Tudo o que o mundo não desejava era um novo conflito para desestabilizar ainda mais a geopolítica global, mas é isso que acabamos tendo desde que EUA e Israel fizeram do Irã o alvo da vez, como se já não bastasse a guerra que envolve Rússia e Ucrânia, que completou quatro anos no último dia 24 de fevereiro.
Para a economia mundial, a eclosão desse novo conflito no Oriente Médio não poderia ser pior, de vez que coloca em risco o abastecimento de alimentos.
A Rússia, dos maiores produtores mundiais, anunciou que vai suspender por um mês as vendas de fertilizantes para priorizar os agricultores locais. Antes do início da guerra, um terço do comércio global de fertilizantes passava pelo Estreito de Ormuz, controlado pelos iranianos. Além disso, cerca de 20% do petróleo mundial passa por aquela região. Os impactos, no entanto, se estendem até mesmo pela área da saúde – e o pior é que o confronto parece longe de acabar.
Para o Brasil, pelo menos por enquanto, o clima ainda é de certa estabilidade, como admite o professor Paulo Sérgio Pavinato, da Escola Superior de Agricultura Luiz de Queiros (Esalq) da USP. Isso porque, segundo ele, a chegada de fertilizantes que sai do Oriente Médio não foi afetada até o momento no Brasil, o que se tem agora é um impacto grande nos preços desse tipo de produto, como a ureia, por exemplo, que subiu quase US$ 300 a tonelada.
“Esses preços vão afetar com certeza o nosso uso de fertilizantes na agricultura”, afirma, uma situação nada desejável quando se sabe que o País hoje importa mais de 80% dos fertilizantes consumidos na agricultura. “Nós importamos de nitrogênio, por exemplo, 95%, nossa produção nacional é praticamente nula”. O mesmo acontece com o potássio, enquanto o fosfato representa em torno de 70% da importação brasileira. Por conta disso, o suprimento para atender demandas futuras pode estar ameaçado.
Por sorte, o Brasil vive um momento em que a demanda por fertilizantes não é tão grande, já que a agricultura está num período de entressafra, mas a situação pode se agravar a partir do segundo semestre do ano, quando do estabelecimento da nova safra. Pavinato observa que o preço dos fertilizantes representa um efeito direto na economia, já o preço dos combustíveis tem um efeito direto e também indireto, “respingando” no transporte dos produtos agrícolas, com a consequente elevação do custo dos alimentos.

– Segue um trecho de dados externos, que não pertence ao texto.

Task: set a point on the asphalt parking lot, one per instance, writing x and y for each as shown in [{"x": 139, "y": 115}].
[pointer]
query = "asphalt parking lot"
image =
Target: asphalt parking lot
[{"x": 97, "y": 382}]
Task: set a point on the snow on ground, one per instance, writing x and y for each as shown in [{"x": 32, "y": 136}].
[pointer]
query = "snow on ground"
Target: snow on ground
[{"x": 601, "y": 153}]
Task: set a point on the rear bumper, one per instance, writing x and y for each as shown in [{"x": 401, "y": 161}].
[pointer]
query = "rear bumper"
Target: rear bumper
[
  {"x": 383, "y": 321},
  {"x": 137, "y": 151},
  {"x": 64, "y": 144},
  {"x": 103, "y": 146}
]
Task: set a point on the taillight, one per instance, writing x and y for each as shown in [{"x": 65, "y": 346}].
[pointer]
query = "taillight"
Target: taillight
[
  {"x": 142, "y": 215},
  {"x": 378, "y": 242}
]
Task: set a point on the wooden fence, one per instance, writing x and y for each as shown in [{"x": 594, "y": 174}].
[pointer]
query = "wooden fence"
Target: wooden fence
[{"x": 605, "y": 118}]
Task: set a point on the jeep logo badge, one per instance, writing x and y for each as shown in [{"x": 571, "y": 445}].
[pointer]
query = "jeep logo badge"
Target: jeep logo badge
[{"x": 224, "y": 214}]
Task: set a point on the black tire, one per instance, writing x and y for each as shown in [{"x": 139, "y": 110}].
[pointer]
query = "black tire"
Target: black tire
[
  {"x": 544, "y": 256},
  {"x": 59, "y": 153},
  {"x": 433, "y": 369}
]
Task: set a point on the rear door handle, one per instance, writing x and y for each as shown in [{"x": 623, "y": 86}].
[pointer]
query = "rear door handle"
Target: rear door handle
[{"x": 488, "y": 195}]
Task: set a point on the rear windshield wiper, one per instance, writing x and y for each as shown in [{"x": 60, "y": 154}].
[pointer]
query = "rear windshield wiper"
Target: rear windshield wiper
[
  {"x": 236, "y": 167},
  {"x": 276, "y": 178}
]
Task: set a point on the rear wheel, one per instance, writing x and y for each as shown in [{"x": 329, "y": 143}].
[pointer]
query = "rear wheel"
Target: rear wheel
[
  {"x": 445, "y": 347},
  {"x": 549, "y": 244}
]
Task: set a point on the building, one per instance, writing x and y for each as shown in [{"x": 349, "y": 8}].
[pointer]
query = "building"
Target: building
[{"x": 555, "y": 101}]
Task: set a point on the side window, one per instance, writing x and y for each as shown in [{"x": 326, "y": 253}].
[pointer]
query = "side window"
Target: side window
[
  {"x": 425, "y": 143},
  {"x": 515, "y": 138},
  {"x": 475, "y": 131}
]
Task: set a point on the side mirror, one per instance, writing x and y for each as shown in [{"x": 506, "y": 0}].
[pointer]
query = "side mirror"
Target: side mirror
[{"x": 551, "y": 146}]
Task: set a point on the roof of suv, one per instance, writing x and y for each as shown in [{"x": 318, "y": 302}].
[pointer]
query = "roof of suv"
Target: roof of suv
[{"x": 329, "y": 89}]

O professor Pavinato diz que o País possui um plano nacional de fertilizantes para desenvolver a produção nacional num longo prazo. “Se pensa aí que, até 2050, o Brasil poderia produzir, nos investimentos que estão planejados, 50% da demanda. O Brasil nunca vai ser autossuficiente em fertilizantes, porque não temos reservas de fosfato, de potássio, suficientes para isso, e a energia para a produção de hidrogenados é muito cara para nós. Nós vamos depender da importação de fertilizantes, de qualquer forma, no longo prazo também”. O fundamental é tentar minimizar esse impacto, acrescenta ele, lembrando, todavia, que os fosfatados hoje também têm uma importância muito grande na produção de baterias elétricas para veículos, além de serem usados na conservação de alimentos, principalmente os processados, o que pode, no futuro, aumentar a dependência nacional em relação a outros países produtores de fosfatados.
A boa notícia é que as exportações brasileiras não devem sofrer muito com a guerra no Oriente Médio, já que a região detém apenas uma parcela dos alimentos produzidos pelo País.